There’s growing interest in designing greener synthetic routes that either recycle or minimize the use of halogenated reagents. Some labs have published alternatives using non-halogenated partners or milder metal catalysts, though often with trade-offs in yield or scope. It’s worth keeping an eye on these developments as the field pushes for sustainability alongside performance.
Reliable chemistry depends on choosing the right partners, and in the case of 4-bromopyridine-3-carbonitrile, that means both the compound itself and your sourcing partners matter. If past experiences with inconsistent batches or missing paperwork have made you wary, working with established suppliers pays dividends.
Labs in high-output environments might consider pairing this building block with automated purification systems or inline analytical checkpoints, reducing bottlenecks during method optimization. Consultation with supplier technical teams can shed light on best practices for storage and handling, while parallel reaction scouting will help expand its use to unfamiliar transformations.
Some of the more innovative workflows benefit from this molecule’s dual-reactivity profile. I’ve seen labs combine traditional cross-coupling with subsequent annulations or cyclizations, accessing molecules previously considered out of reach. The compound’s compatibility with one-pot procedures streamlines efforts to reduce waste, support cost-conscious R&D, and open novel chemical space.

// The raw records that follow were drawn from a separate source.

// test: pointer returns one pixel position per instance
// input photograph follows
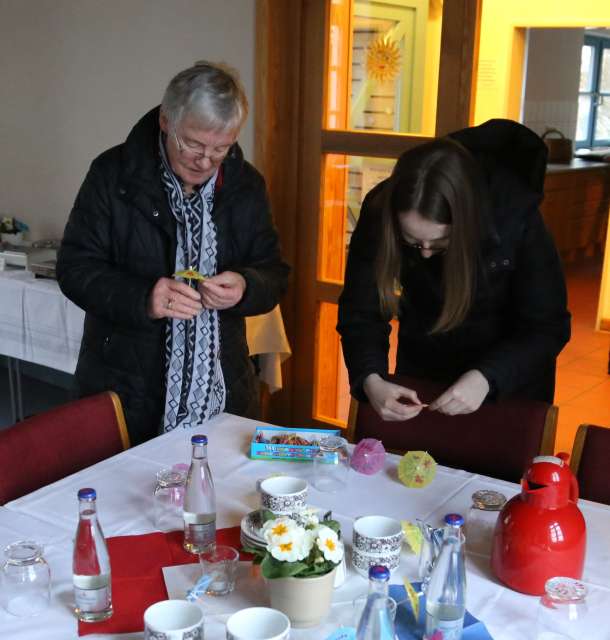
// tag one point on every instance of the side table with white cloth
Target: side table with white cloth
(39, 324)
(125, 487)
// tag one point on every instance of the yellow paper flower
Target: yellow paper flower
(190, 274)
(413, 536)
(383, 59)
(416, 469)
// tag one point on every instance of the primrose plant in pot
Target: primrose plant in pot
(299, 564)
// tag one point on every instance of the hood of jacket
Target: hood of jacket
(508, 145)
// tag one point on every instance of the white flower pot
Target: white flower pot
(306, 601)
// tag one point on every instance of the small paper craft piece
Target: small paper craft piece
(413, 599)
(189, 274)
(413, 535)
(416, 469)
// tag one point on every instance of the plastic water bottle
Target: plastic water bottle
(90, 565)
(199, 501)
(446, 592)
(376, 622)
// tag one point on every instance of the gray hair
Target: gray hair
(209, 92)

With the rapid pace of change in chemistry and drug discovery, having reliable, well-characterized building blocks is more than convenience—it’s a cornerstone for effective progress. 4-Bromopyridine-3-carbonitrile continues to end up in project after project not just out of habit but because it brings concrete operational and scientific benefits: reactivity, selectivity, and consistent handling.
Maximizing new discoveries comes down to the small, often-overlooked details: ease of purification, broadly accessible reactivity, stable pricing, and traceable quality. Over years of direct lab work, these factors determined which shelves stay stocked and which bottles gather dust. The repeated appearance of this compound on project plans signals its deep utility in real-world research.
The chemical supply landscape has changed over the past few decades. Greater emphasis now falls on supplier transparency, thorough technical data, and practical feedback from the field. 4-Bromopyridine-3-carbonitrile reflects these trends, making it an accessible, reliable option for a wide range of synthetic challenges. As labs balance fast turnaround with regulatory scrutiny and sustainability goals, this compound remains a trusted partner—versatile, robust, and ready for the next wave of chemical innovation.
For teams tackling unknown synthesis challenges, or simply looking to bring continuity to their medicinal chemistry efforts, turning to molecules with this combination of performance and predictability just makes sense. Years of hands-on use suggest that 4-bromopyridine-3-carbonitrile isn’t merely “another intermediate”—it’s a tool whose value will keep rising as the frontiers of chemistry push forward.